Kronologi dan Dugaan Kekerasan
Lima warga yang ditahan adalah Rico Agustino, Rival, M. Sahrul, Mukrim, dan M. Geno. Mereka diamankan oleh petugas pengamanan kawasan (MSS) di lorong kampus Desa Labota.
Menurut pihak keluarga, material yang diambil merupakan limbah besi sisa industri yang diklaim diperoleh dari pekerja di dalam kawasan.
Namun, penahanan ini menyisakan luka. Keluarga melaporkan adanya kesulitan akses informasi dan mencuat dugaan penganiayaan terhadap salah satu warga saat berada di pos pengamanan.
Upaya Pembungkaman Pers
Kasus ini semakin panas setelah munculnya upaya intervensi terhadap kerja jurnalistik. Redaksi menerima pesan dari oknum yang mengaku mantan wartawan, meminta berita terkait penahanan tersebut dihapus (take down) dengan iming-iming bantuan pembebasan warga.
"Take down beritanya, saya bantu ponakan ta biar dilepas," tulis oknum tersebut dalam pesan singkat.
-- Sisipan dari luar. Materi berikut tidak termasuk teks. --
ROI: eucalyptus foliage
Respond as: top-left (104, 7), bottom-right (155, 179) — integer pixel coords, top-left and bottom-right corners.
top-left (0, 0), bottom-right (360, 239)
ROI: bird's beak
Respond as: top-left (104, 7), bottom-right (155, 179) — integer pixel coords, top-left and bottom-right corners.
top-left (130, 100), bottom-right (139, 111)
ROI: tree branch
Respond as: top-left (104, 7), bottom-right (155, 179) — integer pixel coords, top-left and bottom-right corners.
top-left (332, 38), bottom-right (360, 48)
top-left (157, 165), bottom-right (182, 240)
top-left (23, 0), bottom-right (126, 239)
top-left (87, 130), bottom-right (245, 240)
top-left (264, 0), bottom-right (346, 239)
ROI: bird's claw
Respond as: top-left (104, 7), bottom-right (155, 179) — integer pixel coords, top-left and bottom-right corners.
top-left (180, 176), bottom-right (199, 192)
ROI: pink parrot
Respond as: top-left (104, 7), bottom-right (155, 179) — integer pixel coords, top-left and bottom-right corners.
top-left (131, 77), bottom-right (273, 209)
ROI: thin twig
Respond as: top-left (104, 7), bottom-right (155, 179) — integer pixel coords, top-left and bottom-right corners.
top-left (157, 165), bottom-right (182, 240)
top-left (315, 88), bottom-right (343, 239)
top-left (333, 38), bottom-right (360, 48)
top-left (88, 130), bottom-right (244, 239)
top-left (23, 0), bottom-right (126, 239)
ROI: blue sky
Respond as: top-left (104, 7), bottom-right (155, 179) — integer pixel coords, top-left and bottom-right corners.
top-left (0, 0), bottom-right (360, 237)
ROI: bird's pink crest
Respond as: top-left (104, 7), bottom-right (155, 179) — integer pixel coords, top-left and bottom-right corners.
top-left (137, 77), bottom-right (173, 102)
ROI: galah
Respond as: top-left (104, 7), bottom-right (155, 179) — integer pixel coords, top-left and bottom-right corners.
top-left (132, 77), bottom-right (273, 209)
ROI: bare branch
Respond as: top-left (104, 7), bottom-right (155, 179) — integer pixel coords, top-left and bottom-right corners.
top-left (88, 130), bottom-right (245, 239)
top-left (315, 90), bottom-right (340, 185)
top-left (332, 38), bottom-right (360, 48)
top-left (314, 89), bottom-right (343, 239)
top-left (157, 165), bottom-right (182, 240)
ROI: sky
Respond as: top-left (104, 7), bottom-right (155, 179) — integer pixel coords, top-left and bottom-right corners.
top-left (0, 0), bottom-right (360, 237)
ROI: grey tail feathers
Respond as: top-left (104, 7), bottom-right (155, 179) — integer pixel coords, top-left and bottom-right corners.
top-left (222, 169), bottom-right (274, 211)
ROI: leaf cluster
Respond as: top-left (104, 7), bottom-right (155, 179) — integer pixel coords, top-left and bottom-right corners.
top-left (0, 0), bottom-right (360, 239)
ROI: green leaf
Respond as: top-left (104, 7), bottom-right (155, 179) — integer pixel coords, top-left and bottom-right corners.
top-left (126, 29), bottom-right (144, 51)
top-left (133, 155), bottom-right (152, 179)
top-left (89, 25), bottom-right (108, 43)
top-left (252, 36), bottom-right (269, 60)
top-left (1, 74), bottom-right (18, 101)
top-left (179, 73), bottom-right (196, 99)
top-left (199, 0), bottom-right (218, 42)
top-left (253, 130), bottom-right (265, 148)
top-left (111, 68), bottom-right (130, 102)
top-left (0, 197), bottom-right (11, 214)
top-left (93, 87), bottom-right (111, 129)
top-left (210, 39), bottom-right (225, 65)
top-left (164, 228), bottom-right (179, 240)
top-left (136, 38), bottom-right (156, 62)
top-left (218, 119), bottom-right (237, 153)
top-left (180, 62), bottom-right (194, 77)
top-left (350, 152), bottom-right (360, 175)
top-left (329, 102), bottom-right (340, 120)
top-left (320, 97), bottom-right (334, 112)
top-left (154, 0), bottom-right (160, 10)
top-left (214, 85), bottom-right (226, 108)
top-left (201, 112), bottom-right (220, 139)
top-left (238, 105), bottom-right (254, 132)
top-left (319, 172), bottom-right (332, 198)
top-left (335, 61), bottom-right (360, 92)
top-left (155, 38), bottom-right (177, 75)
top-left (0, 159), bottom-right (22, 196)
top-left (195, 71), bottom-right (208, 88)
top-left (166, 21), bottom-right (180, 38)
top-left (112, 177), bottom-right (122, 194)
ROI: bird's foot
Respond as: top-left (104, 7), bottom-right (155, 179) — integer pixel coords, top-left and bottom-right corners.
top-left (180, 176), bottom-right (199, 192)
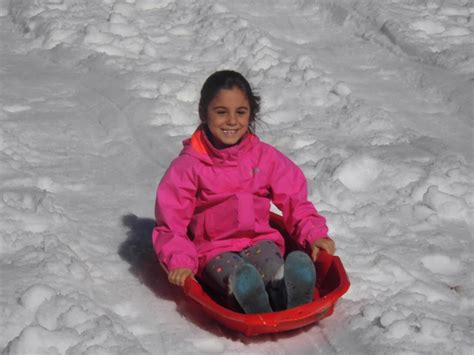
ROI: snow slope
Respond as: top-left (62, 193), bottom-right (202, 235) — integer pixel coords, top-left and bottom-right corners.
top-left (0, 0), bottom-right (474, 355)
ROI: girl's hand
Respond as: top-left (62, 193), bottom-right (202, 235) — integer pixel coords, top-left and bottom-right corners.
top-left (168, 267), bottom-right (193, 286)
top-left (311, 238), bottom-right (336, 261)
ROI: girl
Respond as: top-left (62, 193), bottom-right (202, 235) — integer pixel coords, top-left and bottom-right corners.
top-left (153, 70), bottom-right (335, 313)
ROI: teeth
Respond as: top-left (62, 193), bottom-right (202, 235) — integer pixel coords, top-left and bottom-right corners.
top-left (222, 129), bottom-right (237, 135)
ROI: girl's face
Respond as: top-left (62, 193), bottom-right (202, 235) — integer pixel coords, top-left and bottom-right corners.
top-left (207, 87), bottom-right (250, 149)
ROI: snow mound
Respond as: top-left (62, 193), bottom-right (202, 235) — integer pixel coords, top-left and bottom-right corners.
top-left (20, 284), bottom-right (57, 311)
top-left (333, 155), bottom-right (382, 191)
top-left (421, 254), bottom-right (461, 275)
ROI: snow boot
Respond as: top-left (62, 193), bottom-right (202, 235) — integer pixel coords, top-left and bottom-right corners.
top-left (229, 264), bottom-right (273, 313)
top-left (283, 251), bottom-right (316, 309)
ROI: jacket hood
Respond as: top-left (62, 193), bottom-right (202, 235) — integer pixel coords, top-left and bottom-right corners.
top-left (180, 126), bottom-right (260, 166)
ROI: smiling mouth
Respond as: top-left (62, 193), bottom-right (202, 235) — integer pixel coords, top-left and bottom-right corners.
top-left (222, 129), bottom-right (238, 136)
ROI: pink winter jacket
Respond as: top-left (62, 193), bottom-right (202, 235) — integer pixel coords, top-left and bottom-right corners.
top-left (153, 129), bottom-right (328, 274)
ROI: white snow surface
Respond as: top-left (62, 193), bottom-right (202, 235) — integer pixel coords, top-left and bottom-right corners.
top-left (0, 0), bottom-right (474, 355)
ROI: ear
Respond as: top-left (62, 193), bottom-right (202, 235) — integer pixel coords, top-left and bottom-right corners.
top-left (198, 105), bottom-right (207, 124)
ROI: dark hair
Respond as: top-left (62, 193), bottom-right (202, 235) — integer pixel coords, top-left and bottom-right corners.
top-left (199, 70), bottom-right (260, 132)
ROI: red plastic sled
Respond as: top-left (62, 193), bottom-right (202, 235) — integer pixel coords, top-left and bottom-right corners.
top-left (183, 213), bottom-right (350, 336)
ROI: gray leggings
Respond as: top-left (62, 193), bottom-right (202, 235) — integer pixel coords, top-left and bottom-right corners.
top-left (201, 240), bottom-right (284, 297)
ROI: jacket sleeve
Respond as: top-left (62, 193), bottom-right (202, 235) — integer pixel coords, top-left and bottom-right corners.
top-left (152, 158), bottom-right (198, 274)
top-left (270, 151), bottom-right (328, 250)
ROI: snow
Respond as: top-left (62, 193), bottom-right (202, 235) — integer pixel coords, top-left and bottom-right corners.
top-left (0, 0), bottom-right (474, 355)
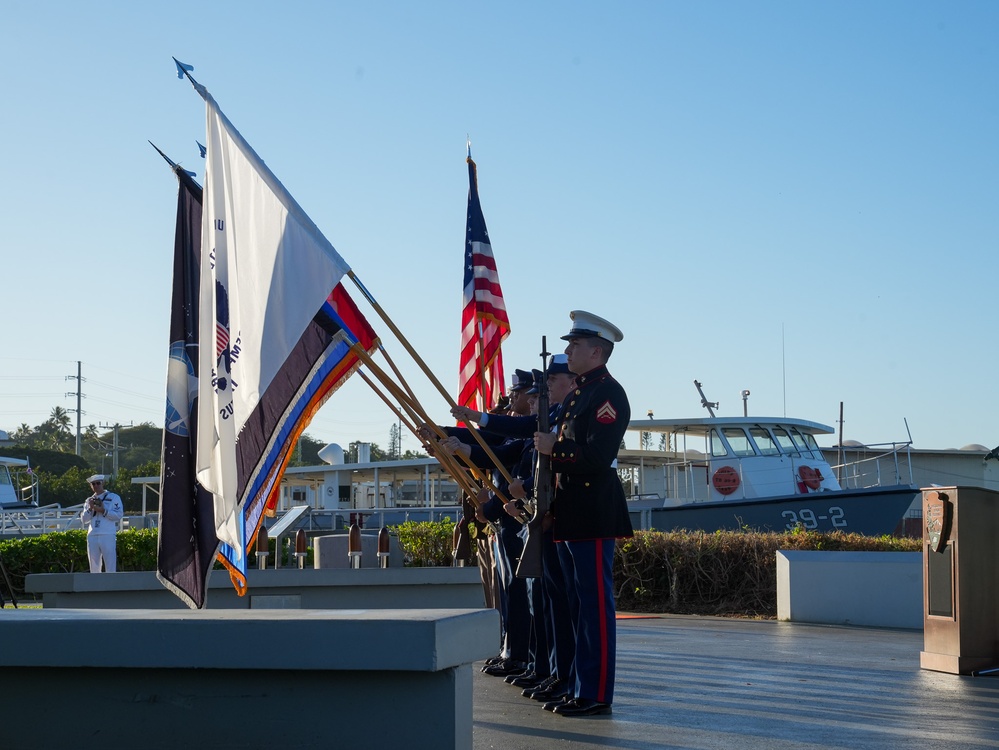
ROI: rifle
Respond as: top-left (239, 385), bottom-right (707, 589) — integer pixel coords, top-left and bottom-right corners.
top-left (516, 336), bottom-right (552, 578)
top-left (451, 495), bottom-right (475, 568)
top-left (0, 555), bottom-right (17, 609)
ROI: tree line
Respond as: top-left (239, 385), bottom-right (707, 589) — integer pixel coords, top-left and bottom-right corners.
top-left (0, 406), bottom-right (426, 513)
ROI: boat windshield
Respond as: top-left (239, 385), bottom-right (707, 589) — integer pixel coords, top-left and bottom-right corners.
top-left (774, 427), bottom-right (798, 456)
top-left (791, 430), bottom-right (822, 458)
top-left (749, 427), bottom-right (780, 456)
top-left (722, 427), bottom-right (756, 456)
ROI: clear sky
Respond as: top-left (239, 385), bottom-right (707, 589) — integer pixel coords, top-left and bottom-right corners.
top-left (0, 0), bottom-right (999, 449)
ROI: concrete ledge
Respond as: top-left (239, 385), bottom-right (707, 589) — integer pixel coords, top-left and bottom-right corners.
top-left (777, 550), bottom-right (923, 630)
top-left (0, 609), bottom-right (499, 750)
top-left (24, 568), bottom-right (485, 609)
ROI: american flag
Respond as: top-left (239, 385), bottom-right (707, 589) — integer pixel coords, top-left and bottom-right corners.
top-left (458, 154), bottom-right (510, 411)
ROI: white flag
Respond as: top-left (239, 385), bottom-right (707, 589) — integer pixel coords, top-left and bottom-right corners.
top-left (197, 87), bottom-right (349, 557)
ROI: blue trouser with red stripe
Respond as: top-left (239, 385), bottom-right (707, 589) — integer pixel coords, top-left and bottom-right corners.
top-left (558, 539), bottom-right (617, 703)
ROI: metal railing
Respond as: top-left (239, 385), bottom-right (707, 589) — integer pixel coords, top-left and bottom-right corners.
top-left (0, 505), bottom-right (83, 536)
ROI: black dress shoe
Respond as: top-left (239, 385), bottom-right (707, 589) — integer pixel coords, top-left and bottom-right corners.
top-left (531, 680), bottom-right (569, 703)
top-left (503, 669), bottom-right (535, 687)
top-left (482, 659), bottom-right (524, 677)
top-left (552, 698), bottom-right (611, 716)
top-left (544, 693), bottom-right (574, 711)
top-left (510, 674), bottom-right (548, 690)
top-left (521, 675), bottom-right (558, 698)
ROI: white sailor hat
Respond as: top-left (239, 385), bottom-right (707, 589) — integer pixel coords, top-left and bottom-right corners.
top-left (562, 310), bottom-right (624, 344)
top-left (510, 370), bottom-right (534, 391)
top-left (548, 354), bottom-right (572, 375)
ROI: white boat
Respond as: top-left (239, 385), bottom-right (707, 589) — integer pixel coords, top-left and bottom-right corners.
top-left (625, 404), bottom-right (919, 536)
top-left (0, 456), bottom-right (38, 509)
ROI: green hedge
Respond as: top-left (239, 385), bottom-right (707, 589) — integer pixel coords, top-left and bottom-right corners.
top-left (0, 518), bottom-right (922, 617)
top-left (614, 530), bottom-right (922, 617)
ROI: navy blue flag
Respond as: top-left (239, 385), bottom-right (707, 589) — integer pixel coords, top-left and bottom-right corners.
top-left (156, 164), bottom-right (218, 609)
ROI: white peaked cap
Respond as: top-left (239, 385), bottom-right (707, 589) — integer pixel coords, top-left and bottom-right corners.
top-left (562, 310), bottom-right (624, 344)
Tindakan ini dinilai melanggar UU Nomor 40 Tahun 1999 tentang Pers, di mana menghalangi kerja jurnalistik dapat diancam pidana penjara dua tahun atau denda Rp500 juta.
Sentilan Keras Susno Duadji
Ketimpangan hukum di Morowali ini turut mendapat sorotan dari mantan Kabareskrim Polri, Komjen (Purn) Susno Duadji.
Melalui akun media sosialnya, Susno mengkritik tajam PT IMIP yang dianggap kebal hukum meski didera isu pelanggaran besar.
"PT IMIP banyak sekali masalah. Bandara ilegal, selundupkan nikel, dan lain-lain," tegas Susno (27/11/2025).
Kritik ini mempertegas kontras penegakan hukum: warga kecil diproses cepat untuk urusan besi rongsok, sementara dugaan skandal besar di kawasan strategis nasional tersebut seolah tak tersentuh.
Negara Absen di Kawasan Industri?
Praktisi hukum menilai fenomena ini sebagai bentuk "negara dalam negara", di mana otoritas keamanan kawasan seolah melampaui fungsi pengamanan biasa tanpa transparansi. Jika dugaan penyiksaan benar terjadi, hal ini melanggar Pasal 33 UU HAM.
Hingga saat ini, pihak pengelola kawasan IMIP maupun aparat keamanan setempat belum memberikan keterangan resmi terkait status hukum warga maupun dugaan kekerasan yang terjadi.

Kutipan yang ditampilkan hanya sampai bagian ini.